A Deputy Police Chief was confronted with someone who had kidnapped a young boy and buried him somewhere.  Hours of legal interrogation failed to extract the location of his victim.  When the kidnapper was threatened with torture, he gave up the information in a matter of seconds.

How many such cases are there?  I don't think anyone has counted them.  Given that torturing suspects in police custody is illegal in the Western world, I suspect there's a tendency not to report them when they occur.

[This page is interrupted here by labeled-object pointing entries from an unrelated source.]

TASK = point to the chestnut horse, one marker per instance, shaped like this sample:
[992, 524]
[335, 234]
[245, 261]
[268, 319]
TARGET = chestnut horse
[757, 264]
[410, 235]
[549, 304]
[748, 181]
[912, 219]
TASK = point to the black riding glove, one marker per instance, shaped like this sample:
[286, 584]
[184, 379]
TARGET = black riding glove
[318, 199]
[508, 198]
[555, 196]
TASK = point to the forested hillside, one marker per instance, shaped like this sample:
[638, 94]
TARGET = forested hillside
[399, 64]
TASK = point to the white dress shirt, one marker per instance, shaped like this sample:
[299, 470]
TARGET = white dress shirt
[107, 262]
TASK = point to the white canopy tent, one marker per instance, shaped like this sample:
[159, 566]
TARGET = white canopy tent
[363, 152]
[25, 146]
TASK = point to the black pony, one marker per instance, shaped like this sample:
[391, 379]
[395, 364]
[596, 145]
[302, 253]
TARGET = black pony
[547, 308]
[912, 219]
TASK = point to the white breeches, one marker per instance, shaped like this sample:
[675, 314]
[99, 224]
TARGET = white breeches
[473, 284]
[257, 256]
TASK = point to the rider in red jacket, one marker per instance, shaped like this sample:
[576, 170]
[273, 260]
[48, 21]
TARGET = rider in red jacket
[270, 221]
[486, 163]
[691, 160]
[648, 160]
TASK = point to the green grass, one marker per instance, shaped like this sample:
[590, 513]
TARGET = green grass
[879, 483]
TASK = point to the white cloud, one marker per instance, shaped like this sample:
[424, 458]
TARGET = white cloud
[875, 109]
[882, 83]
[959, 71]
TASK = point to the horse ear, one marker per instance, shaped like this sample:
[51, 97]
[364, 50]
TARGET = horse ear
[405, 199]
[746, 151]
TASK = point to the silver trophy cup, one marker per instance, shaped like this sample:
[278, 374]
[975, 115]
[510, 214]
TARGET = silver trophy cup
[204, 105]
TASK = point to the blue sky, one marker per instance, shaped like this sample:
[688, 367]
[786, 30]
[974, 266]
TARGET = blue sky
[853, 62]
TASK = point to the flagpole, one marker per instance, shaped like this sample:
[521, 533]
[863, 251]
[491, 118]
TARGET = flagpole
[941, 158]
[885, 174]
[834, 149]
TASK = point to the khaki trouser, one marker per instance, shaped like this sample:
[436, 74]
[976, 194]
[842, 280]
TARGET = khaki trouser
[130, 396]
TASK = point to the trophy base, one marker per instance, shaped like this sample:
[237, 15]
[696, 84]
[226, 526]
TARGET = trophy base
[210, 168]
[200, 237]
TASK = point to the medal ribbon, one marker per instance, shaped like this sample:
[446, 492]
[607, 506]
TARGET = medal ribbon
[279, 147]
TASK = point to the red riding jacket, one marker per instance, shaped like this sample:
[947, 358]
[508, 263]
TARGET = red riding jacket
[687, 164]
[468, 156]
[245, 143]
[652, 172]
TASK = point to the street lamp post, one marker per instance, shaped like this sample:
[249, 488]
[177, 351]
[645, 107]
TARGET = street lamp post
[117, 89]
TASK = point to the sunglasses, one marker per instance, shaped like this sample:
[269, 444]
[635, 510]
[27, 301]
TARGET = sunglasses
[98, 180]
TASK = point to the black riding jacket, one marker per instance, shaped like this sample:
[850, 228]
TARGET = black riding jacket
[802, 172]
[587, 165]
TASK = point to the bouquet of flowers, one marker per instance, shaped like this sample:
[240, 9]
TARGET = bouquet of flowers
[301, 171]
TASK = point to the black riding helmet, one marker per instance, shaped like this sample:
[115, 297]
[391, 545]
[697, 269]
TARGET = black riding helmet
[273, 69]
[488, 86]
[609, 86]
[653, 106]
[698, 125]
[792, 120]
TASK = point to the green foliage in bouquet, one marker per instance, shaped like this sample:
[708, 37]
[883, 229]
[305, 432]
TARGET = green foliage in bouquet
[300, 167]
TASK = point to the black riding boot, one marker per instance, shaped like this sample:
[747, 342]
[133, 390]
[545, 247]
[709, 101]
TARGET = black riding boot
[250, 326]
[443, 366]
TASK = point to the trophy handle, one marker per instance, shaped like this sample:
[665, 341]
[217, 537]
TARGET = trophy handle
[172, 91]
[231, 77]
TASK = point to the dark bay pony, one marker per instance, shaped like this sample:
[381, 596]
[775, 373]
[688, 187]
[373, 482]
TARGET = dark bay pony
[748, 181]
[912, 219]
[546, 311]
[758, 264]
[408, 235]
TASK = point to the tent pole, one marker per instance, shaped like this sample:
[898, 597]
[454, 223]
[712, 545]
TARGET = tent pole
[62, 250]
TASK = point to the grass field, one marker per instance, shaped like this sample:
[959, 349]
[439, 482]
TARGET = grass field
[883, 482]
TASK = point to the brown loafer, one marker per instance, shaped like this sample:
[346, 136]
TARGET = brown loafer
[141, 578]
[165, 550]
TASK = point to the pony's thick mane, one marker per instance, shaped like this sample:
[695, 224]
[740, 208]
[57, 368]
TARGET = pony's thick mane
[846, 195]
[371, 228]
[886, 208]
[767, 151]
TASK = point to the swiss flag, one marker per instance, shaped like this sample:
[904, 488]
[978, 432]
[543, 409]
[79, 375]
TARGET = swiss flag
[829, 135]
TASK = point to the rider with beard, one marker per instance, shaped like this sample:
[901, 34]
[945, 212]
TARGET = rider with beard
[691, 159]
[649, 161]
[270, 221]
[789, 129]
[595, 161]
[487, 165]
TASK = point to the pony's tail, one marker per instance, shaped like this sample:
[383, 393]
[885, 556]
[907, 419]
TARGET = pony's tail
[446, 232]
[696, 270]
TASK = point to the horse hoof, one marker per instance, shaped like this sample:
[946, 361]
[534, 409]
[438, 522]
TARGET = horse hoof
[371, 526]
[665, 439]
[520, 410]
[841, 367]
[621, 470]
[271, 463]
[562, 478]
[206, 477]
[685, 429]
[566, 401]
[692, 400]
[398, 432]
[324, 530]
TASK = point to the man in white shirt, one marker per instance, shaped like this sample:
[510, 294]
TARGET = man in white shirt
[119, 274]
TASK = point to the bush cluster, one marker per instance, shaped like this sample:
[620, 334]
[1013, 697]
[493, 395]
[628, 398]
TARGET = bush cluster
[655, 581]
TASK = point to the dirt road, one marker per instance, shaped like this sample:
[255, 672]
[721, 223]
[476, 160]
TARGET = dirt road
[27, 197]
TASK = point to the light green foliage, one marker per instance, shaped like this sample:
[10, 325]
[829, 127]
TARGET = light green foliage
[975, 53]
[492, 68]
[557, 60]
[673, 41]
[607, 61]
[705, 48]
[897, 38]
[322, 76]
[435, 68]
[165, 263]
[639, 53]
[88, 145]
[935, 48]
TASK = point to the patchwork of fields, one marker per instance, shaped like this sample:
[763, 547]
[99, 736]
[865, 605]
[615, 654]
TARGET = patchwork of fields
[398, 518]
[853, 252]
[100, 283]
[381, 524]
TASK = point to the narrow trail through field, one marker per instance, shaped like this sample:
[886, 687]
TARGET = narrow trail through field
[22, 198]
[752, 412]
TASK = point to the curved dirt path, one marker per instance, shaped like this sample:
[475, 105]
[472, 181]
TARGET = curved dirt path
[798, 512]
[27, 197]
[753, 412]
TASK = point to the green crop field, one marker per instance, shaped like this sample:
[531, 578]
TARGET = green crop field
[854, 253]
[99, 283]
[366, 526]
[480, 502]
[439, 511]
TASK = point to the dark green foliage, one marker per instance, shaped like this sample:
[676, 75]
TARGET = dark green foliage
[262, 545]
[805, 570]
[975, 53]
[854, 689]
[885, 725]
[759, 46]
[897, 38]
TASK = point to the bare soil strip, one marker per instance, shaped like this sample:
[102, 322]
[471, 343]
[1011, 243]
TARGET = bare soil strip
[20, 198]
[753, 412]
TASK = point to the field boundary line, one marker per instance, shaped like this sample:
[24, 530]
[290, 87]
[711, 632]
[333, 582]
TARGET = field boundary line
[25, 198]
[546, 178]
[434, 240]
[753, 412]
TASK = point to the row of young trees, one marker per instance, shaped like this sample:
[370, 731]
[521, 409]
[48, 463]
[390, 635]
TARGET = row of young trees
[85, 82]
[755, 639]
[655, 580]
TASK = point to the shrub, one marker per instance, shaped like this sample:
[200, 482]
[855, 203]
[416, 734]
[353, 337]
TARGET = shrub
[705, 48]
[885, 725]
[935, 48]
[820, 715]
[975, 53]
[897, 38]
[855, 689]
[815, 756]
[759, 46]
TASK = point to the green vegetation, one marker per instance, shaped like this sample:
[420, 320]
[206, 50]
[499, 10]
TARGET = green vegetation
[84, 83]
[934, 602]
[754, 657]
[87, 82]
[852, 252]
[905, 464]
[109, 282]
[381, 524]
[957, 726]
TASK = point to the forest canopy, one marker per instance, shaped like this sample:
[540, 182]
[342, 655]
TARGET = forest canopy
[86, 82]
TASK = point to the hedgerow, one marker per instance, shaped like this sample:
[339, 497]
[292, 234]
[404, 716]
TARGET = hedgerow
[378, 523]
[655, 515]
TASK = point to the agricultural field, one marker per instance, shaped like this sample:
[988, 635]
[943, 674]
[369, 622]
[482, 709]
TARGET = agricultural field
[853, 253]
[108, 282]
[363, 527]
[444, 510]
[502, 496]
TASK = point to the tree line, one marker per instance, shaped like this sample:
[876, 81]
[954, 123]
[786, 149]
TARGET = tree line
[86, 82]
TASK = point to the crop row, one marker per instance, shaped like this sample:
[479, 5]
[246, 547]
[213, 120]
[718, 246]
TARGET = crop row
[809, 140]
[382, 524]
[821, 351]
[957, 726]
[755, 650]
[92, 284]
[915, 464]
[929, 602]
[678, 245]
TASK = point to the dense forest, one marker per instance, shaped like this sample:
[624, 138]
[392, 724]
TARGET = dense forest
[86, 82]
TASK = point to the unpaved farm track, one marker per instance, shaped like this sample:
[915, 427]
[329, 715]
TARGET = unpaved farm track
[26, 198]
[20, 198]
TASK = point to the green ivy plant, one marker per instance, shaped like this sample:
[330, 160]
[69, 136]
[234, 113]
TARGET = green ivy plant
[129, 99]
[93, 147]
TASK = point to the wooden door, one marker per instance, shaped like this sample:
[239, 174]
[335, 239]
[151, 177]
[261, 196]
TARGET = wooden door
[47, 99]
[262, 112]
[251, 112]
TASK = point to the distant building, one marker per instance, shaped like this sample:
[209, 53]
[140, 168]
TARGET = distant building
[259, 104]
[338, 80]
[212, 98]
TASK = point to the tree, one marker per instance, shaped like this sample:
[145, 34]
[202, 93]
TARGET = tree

But another question might well be, "How many do there *need* to be?"  If only one such case arises per year, or per decade, is that small enough to justify taking these techniques off the table altogether?  (Do you want to be the person explaining why we allowed some number of deaths rather than inflict some pain on a criminal / terrorist?  I mentioned "belief" earlier.  Even if it were solidly established through double-blind, placebo controlled studies that torture never works, what will it take to convince the families of victims of this fact?)

I think, rather than deny that such cases occur, or declare the number so low as to be insignificant, I'd rather see people trained in discerning when such cases have arisen, and some sort of policy set forth so amateurs aren't tempted to improvise with whatever tools they have at hand.  If, after such training and guidelines have been put in place, a "ticking time-bomb" scenario never arises, then great! 

But my philosophy is that I'd rather have a tool and not need it, than the other way around.